676. Implement Magic Dictionary

!!! 典型题

用dfs似乎更好写一些

class TrieNode:
    def __init__(self):
        self.children = dict()
        self.is_word = False


class MagicDictionary:

    def __init__(self):
        self.root = TrieNode()

    def insert(self, word):
        curr = self.root
        for char in word:
            if char not in curr.children:
                curr.children[char] = TrieNode()
            curr = curr.children[char]
        curr.is_word = True

    def buildDict(self, dictionary) -> None:
        for word in dictionary:
            self.insert(word)

    def search(self, searchWord: str) -> bool:
        res = [False]

        def dfs(node, idx, flit):
            if res[0]:
                return
            if idx == len(searchWord):
                if flit == 1 and node.is_word:
                    res[0] = True
                return

            for child in node.children:
                if searchWord[idx] == child:
                    dfs(node.children[child], idx + 1, flit)
                else:
                    if flit == 0:
                        dfs(node.children[child], idx + 1, 1)

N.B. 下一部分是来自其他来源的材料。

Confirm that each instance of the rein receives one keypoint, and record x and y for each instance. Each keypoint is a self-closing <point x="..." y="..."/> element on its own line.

        dfs(self.root, 0, 0)
        return res[0]

820. Short Encoding of Words

题目很有趣,字典可以压缩

题很简单,比其它中等简单很多

class TrieNode:
    def __init__(self):
        self.children = dict()
        self.is_word = False


class Solution:
    def __init__(self):
        self.root = TrieNode()

    def insert(self, word):
        curr = self.root
        for char in word:
            if not char in curr.children:
                curr.children[char] = TrieNode()
            curr = curr.children[char]
        curr.is_word = True

    def minimumLengthEncoding(self, words) -> int:
        for word in words:
            self.insert(word[::-1])

        res = [0]

        def dfs(node, level):
            if not node.children:
                res[0] += level

            for child_node in node.children.values():
                dfs(child_node, level + 1)

        dfs(self.root, 1)
        return res[0]

题目

677. Map Sum Pairs

import collections


class TrieNode:
    def __init__(self):
        self.children = collections.defaultdict(TrieNode)
        self.val = 0

class MapSum:

    def __init__(self):
        self.root = TrieNode()


    def insert(self, key: str, val: int) -> None:
        curr = self.root
        for char in key:
            curr=curr.children[char]

        curr.val=val


    def sum(self, prefix: str) -> int:
        curr=self.root
        for char in prefix:
            curr=curr.children[char]
            if curr is None:
                return 0

        res=0
        queue=[curr]
        while queue:
            new_queue=[]
            for item in queue:
                new_queue.extend(item.children.values())
                res+=item.val
            queue=new_queue
        return res

648. Replace Words

在模版上改一改

import collections


class TrieNode:
    def __init__(self):
        # 如果字符是有限的,这里可以用 list 来存储。不用做hash更快
        self.children = collections.defaultdict(TrieNode)
        self.is_word = False
        self.whole_word=None


class Trie:

    def __init__(self):
        self.root = TrieNode()

    def insert(self, word: str) -> None:
        curr = self.root
        for char in word:
            curr = curr.children[char]
            # 要求只记录最短的,长的就不往里面塞了
            if curr.is_word:
                return
        curr.is_word = True
        curr.whole_word=word

    def search(self, word: str) -> bool:
        curr = self.root
        for char in word:
            curr = curr.children.get(char)
            if curr is None:
                return False
        return curr.is_word

    def startsWith(self, prefix: str) -> bool:
        curr = self.root
        for char in prefix:
            curr = curr.children.get(char)
            if curr is None:
                return False
        return True

    def in_start(self, sentence):
        curr = self.root
        for char in sentence:
            if char not in curr.children:
                return False
            curr = curr.children.get(char)
            if curr.is_word:
                return True
        return False

    def extract_prefix(self,sentence):
        curr = self.root
        for char in sentence:
            if char not in curr.children:
                return sentence
            curr = curr.children.get(char)
            if curr.is_word:
                return curr.whole_word
        return sentence





class Solution:
    def replaceWords(self, dictionary: List[str], sentence: str) -> str:
        trie=Trie()
        for word in dictionary:
            trie.insert(word)

        res=[]
        for s in sentence.split(' '):
            res.append(trie.extract_prefix(s))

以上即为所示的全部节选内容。